Ganjil Genap Diusulkan Diterapkan di Jalur Non-Tol saat Arus Balik Lebaran 2026
Anggi Tondi Martaon • 25 March 2026 06:31
Jakarta: Pengamat Kebijakan Publik Universitas Trisakti, Trubus Rahardiansah, mengusulkan agar kebijakan ganjil genap juga diterapkan di jalan non-tol. Khususnya di jalan arteri yang rawan kemacetan saat arus balik Lebaran 2026.

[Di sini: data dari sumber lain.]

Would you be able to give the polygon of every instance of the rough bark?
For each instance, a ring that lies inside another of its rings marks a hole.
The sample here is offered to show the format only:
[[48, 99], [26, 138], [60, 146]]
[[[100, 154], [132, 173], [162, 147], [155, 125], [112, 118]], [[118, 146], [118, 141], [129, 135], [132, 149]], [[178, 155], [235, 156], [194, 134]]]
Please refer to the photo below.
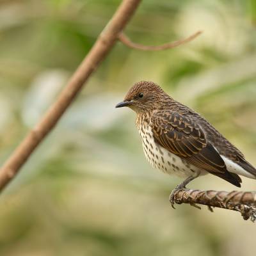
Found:
[[241, 212], [244, 220], [256, 220], [256, 192], [201, 191], [180, 189], [174, 194], [175, 204], [189, 204], [201, 209], [196, 204], [212, 207], [233, 210]]

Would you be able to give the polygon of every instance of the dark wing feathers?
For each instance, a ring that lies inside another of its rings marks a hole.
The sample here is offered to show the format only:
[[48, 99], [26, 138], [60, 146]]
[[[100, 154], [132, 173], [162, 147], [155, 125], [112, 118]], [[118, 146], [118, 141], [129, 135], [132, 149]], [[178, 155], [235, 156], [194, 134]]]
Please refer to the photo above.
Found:
[[150, 125], [156, 142], [172, 153], [240, 187], [241, 180], [227, 170], [224, 161], [209, 143], [202, 129], [188, 116], [170, 111], [155, 113]]

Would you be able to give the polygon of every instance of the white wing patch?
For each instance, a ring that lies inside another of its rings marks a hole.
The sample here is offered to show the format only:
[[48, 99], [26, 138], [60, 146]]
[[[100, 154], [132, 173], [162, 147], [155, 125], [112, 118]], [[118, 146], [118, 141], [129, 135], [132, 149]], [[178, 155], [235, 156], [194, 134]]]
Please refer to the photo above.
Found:
[[255, 176], [246, 171], [243, 168], [241, 167], [237, 163], [233, 162], [230, 159], [228, 159], [228, 158], [225, 157], [224, 156], [220, 155], [220, 156], [224, 160], [228, 172], [247, 177], [250, 179], [256, 179]]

“Yang belum ada solusinya, harusnya itu yang di daerah. Jadi, kalau dari Jakarta mau ke Tasik, itu enggak ada tol itu. Itu sengsara, itu. Tasik, Cilacap, itu paling sengsara. Nah, itu harusnya pemerintah menerapkan, ini kebijakannya dulu ya, menerapkan yang namanya ganjil genap. Jadi, di ganjil genap diberlakukan untuk
daerah,” ujar Trubus kepada Metrotvnews.com, Selasa 24 Maret 2026.
Menurut dia, rekayasa lalu lintas selama ini lebih terfokus pada ruas tol Trans Jawa, seperti penerapan one way, contraflow, dan ganjil genap. Sedangkan jalur di daerah belum mendapatkan penanganan optimal.
"Nah, cuma persoalannya adalah, itu hanya berlaku untuk yang di Transjawa, tol itu, yang bisa berlaku itu,” ungkap Trubus.
“Yang motor, misalnya mulai hari ini sampai nanti besok udah mobil, motor adanya besok lagi. Jadi, diselang-seling. Nah, itu. Tapi mobilnya dibikin ganjil genap,” ujarnya.
Ilustrasi kemacetan di jalur mudik di jalan arteri Cileunyi Bandung, Jawa Barat. Foto: Metrotvnews.com/Roni Halim.
Lebih lanjut, ia menekankan pentingnya keterlibatan pemerintah daerah dalam pengaturan arus lalu lintas. Selama ini, penanganan arus mudik dan balik dinilai masih didominasi oleh Kementerian Perhubungan dan Korlantas Polri.Padahal, menurut Trubus, pemerintah daerah memiliki peran penting karena wilayahnya menjadi tujuan utama pemudik sekaligus mendapatkan dampak ekonomi dari aktivitas tersebut.